Event Abstract

Self-organizing small-world networks are most robust against local disturbances

  • 1 VU University Amsterdam, Netherlands

Small-world networks display enhanced signal-propagation speed, computational power, and synchronizability. Neuronal networks in the brain share properties of small-world networks and, in addition, dynamically rewire their connectivity by forming and deleting synapses. It is unclear whether small world networks are best in repairing damages caused by loss of connections and input. Neuronal networks show a reciprocal interaction between topology and the flow of neuronal (electrical) activity they generate. Topology determines the activity flow through the network, whereas on a longer timescale, the flow of activity requires new connections to be formed or existing ones to be removed. Importantly, neurons try to maintain their electrical activity at a certain setpoint (homeostasis of electrical activity). That is if neurons loose synaptic input due to a lesion, they respond with a local change in connectivity to obtain more activity from different sources. Here we investigate by a computational modelling study based on a model for activity-dependent structural plasticity [1,2], first, how local changes in synaptic connectivity alter global network topology after a circumscribed loss of input; and second, which topologies best support network repair re-establishing homeostasis in electrictal activity of all neurons. We found that reorganizing networks become more random as they form more long-range connections after a loss of input and those neurons loosing their input increase their centrality inbetweenness. Interestingly, an increased randomness and centrality inbetweenness has been recently found in functional connectivity of ipsilateral cortical and contralateral cerebellar networks following subcortical stroke [3]. As a second important result we found that small-world networks recover fastest (Fig.1) compared to regular and random networks from a loss of input in terms that all neurons return to homeostasis in electrical activity.
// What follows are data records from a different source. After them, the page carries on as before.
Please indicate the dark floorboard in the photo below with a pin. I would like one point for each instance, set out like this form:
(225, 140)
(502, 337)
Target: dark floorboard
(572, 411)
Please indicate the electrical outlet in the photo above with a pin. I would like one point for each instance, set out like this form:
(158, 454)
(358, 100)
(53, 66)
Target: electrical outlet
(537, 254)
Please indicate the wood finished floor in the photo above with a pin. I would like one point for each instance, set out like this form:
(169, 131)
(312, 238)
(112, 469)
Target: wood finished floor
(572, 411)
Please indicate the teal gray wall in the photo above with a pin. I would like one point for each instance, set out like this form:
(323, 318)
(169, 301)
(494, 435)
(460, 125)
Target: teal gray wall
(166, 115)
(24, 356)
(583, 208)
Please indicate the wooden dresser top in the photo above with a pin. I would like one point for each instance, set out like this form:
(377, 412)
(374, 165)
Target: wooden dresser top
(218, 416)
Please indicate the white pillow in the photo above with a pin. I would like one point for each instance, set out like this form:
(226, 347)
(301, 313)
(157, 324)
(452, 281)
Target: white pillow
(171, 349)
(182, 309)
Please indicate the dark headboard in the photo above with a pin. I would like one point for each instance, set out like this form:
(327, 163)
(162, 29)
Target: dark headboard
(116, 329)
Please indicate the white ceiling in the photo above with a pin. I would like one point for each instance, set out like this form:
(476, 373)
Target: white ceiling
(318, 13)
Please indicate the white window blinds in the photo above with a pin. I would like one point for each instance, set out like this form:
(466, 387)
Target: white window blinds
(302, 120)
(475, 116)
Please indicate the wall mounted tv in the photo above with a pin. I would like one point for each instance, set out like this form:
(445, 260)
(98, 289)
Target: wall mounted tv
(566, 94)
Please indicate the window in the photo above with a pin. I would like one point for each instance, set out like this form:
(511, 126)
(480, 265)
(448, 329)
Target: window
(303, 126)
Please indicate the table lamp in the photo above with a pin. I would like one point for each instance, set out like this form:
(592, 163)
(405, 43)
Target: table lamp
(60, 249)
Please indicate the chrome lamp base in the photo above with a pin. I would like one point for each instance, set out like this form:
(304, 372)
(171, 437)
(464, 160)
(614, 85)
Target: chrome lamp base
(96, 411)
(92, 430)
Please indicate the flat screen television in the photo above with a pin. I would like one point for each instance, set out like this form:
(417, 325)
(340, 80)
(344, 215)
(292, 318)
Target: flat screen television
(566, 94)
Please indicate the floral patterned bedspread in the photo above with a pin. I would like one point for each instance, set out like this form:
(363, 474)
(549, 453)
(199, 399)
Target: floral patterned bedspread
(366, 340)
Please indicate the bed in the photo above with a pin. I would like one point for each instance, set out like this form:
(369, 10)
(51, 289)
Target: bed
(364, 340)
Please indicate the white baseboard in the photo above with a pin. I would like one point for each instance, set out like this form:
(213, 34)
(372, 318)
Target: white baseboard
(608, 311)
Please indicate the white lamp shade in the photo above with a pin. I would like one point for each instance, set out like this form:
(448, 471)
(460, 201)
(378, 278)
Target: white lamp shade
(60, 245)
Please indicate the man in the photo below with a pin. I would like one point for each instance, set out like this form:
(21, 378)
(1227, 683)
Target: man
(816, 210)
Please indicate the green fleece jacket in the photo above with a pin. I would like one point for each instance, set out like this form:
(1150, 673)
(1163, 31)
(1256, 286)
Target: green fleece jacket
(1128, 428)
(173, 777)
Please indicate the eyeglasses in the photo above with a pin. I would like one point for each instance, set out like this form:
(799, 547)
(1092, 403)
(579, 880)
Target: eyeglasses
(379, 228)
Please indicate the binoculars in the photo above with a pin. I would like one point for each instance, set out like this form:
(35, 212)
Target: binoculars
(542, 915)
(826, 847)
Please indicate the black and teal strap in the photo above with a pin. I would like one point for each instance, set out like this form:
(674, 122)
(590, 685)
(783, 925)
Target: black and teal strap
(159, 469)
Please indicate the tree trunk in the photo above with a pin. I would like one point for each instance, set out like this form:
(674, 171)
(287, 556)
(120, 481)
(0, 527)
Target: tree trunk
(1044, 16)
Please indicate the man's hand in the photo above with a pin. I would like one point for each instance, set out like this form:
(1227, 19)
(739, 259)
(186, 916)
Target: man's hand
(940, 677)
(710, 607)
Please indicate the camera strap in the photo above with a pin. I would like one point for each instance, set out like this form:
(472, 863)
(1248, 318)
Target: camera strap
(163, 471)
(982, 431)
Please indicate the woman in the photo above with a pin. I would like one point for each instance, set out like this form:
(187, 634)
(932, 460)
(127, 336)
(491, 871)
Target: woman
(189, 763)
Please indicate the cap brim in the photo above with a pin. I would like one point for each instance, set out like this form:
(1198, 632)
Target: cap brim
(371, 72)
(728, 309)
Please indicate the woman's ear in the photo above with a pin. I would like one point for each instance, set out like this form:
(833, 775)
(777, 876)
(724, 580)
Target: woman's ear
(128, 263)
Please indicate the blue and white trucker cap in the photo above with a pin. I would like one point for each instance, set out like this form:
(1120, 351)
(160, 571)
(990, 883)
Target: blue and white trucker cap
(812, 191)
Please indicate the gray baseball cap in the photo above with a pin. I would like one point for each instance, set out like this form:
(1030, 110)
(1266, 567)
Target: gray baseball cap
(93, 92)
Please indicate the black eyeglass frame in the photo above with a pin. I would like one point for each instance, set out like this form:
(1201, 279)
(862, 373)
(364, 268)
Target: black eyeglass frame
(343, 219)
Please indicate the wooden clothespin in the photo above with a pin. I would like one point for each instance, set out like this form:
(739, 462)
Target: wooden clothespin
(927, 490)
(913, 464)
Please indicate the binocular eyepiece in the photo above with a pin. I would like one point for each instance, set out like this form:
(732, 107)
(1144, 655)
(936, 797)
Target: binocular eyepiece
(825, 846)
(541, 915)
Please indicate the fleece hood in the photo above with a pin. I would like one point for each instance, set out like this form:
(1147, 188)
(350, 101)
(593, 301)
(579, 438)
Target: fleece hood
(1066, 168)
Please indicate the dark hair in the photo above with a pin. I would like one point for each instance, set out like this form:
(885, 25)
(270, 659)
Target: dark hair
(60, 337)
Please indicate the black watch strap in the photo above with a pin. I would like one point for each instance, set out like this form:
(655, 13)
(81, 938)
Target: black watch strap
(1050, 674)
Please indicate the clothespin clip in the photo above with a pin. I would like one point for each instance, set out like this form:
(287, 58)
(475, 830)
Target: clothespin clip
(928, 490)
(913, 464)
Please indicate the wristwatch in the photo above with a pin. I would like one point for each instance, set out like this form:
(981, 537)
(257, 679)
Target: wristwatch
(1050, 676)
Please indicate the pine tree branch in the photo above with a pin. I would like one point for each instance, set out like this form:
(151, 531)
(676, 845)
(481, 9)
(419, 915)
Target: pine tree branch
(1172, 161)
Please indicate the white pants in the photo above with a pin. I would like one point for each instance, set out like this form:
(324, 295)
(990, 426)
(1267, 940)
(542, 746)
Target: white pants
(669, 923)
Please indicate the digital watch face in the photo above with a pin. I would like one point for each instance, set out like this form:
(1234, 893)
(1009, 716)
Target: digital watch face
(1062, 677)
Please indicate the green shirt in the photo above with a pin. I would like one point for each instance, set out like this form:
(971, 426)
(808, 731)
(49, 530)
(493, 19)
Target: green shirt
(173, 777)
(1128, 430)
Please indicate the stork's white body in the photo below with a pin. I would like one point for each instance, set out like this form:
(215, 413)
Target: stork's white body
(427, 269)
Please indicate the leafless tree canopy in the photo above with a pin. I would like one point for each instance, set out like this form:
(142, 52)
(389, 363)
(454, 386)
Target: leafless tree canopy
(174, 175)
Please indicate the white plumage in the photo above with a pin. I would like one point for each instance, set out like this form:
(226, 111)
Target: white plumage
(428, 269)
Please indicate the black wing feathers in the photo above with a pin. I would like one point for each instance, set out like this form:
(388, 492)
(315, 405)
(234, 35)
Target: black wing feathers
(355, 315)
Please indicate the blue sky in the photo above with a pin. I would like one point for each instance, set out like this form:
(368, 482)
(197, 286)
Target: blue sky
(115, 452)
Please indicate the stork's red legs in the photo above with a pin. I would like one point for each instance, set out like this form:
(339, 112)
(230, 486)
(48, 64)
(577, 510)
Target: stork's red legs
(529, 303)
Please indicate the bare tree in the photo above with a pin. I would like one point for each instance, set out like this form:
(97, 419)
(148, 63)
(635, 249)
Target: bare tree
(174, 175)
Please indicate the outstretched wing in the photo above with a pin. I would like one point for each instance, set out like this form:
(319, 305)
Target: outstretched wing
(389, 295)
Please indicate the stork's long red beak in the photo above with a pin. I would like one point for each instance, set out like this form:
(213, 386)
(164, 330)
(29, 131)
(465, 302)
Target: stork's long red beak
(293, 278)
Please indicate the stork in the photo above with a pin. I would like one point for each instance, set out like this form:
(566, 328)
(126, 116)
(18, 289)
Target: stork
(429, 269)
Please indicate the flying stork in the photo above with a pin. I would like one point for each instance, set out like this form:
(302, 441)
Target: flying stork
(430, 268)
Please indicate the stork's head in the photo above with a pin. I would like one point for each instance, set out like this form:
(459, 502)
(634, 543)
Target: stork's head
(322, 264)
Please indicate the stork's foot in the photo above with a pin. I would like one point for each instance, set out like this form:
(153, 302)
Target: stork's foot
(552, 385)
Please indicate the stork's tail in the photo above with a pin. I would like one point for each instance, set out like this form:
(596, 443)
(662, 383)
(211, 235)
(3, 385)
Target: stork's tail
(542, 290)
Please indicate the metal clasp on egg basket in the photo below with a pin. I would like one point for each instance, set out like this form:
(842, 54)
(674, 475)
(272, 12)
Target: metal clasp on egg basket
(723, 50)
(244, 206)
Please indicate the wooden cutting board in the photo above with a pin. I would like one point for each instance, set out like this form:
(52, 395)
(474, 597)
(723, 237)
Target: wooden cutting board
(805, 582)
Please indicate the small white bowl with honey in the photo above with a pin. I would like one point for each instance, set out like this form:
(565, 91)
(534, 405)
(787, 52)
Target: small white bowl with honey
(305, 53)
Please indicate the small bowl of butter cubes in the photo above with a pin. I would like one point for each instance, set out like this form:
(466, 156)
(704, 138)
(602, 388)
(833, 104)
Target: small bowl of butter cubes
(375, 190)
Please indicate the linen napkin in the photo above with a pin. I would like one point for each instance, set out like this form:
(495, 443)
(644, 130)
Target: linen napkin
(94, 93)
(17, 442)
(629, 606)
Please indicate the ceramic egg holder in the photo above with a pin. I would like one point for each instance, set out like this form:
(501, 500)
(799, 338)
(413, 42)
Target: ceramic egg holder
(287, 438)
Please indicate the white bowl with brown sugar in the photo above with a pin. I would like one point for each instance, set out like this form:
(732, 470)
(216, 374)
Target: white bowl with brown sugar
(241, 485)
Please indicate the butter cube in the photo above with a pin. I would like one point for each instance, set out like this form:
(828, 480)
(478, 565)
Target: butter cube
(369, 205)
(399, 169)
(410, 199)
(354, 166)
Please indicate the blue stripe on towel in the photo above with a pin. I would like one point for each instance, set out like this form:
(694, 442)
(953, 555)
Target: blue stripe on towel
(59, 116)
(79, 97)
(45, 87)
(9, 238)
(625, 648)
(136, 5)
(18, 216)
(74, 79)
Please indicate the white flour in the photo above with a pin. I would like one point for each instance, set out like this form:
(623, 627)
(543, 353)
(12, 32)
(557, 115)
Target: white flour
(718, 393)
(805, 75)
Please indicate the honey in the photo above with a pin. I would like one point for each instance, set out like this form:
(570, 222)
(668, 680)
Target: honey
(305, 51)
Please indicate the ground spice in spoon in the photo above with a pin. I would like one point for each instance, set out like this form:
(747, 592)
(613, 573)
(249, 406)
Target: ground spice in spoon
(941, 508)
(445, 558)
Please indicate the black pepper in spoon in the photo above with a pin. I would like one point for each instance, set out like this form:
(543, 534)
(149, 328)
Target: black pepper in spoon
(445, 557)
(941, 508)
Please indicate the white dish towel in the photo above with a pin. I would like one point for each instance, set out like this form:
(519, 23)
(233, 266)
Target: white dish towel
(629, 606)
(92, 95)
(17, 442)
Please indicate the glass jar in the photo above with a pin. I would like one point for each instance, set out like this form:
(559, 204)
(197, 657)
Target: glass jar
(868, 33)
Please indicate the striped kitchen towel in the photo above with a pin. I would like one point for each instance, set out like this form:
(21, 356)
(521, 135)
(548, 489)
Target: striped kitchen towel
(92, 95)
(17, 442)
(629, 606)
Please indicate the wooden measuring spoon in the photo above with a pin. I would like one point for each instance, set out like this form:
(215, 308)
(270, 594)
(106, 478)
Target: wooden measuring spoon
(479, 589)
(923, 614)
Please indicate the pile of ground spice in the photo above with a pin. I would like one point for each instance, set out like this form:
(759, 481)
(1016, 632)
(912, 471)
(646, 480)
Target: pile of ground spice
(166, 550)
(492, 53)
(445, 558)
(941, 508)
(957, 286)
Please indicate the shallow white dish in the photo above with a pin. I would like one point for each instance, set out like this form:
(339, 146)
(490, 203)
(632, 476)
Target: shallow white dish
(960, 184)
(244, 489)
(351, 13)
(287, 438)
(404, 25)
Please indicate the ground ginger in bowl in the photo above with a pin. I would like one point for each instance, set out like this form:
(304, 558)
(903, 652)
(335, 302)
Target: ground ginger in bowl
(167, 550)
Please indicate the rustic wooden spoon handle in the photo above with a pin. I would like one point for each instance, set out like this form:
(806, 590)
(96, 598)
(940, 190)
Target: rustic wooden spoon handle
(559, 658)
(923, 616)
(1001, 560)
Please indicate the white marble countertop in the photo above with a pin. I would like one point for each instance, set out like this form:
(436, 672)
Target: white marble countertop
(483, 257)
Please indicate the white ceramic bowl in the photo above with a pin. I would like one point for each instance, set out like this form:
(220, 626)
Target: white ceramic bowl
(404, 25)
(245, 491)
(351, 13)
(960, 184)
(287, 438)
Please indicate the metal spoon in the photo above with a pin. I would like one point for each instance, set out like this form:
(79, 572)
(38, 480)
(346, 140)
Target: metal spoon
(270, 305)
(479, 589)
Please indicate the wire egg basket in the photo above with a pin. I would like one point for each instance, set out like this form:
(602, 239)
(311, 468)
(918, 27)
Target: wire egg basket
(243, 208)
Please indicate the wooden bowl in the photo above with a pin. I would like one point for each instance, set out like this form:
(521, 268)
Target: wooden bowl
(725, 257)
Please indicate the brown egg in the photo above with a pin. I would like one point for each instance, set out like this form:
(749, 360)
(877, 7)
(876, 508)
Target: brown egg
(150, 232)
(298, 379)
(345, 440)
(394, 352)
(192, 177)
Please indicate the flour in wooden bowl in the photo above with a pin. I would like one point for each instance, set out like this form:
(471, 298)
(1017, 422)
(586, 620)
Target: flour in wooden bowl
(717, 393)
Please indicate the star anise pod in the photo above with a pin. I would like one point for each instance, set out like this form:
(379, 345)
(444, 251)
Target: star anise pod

The small-worldness of brain networks may therefore have an evolutionary advantage since those networks are more robust against lesions than regular (and random) networks.

Figure 1: Number of connectivity updates needed to completely repair the network as dependent on a small-world parameter γ of the network. Small-world networks go fastest back into homeostasis.

Figure 1

Acknowledgements

This work was supported by a NOW Computational Life Sciences grant (635.100.017) awarded to Arjen van Ooyen.

References

1. Butz , Teuchert-Noodt G, Grafen K, van Ooyen A (2008) Inverse relationship between adult hippocampal cell proliferation and synaptic rewiring in the dentate gyrus. Hippocampus. 2008;18(9):879-98.
2. Butz M, van Ooyen A, Wörgötter F (2009) A model for cortical rewiring following deafferentation and focal stroke. Front Comput Neurosci. 2009;3:10.
3. Wang L, Yu C, Chen H, Qin W, He Y, Fan F, Zhang Y, Wang M, Li K, Zang Y, Woodward TS, Zhu C (2010) Dynamic functional reorganization of the motor execution network after stroke. Brain. 2010 Apr;133(Pt 4):1224-38.

Keywords: brain lesions, Homeostasis, self-organizing networks, structural plasticity, topology

Conference: BC11 : Computational Neuroscience & Neurotechnology Bernstein Conference & Neurex Annual Meeting 2011, Freiburg, Germany, 4 Oct - 6 Oct, 2011.

Presentation Type: Abstract

Topic: neurons, networks and dynamical systems (please use "neurons, networks and dynamical systems" as keywords)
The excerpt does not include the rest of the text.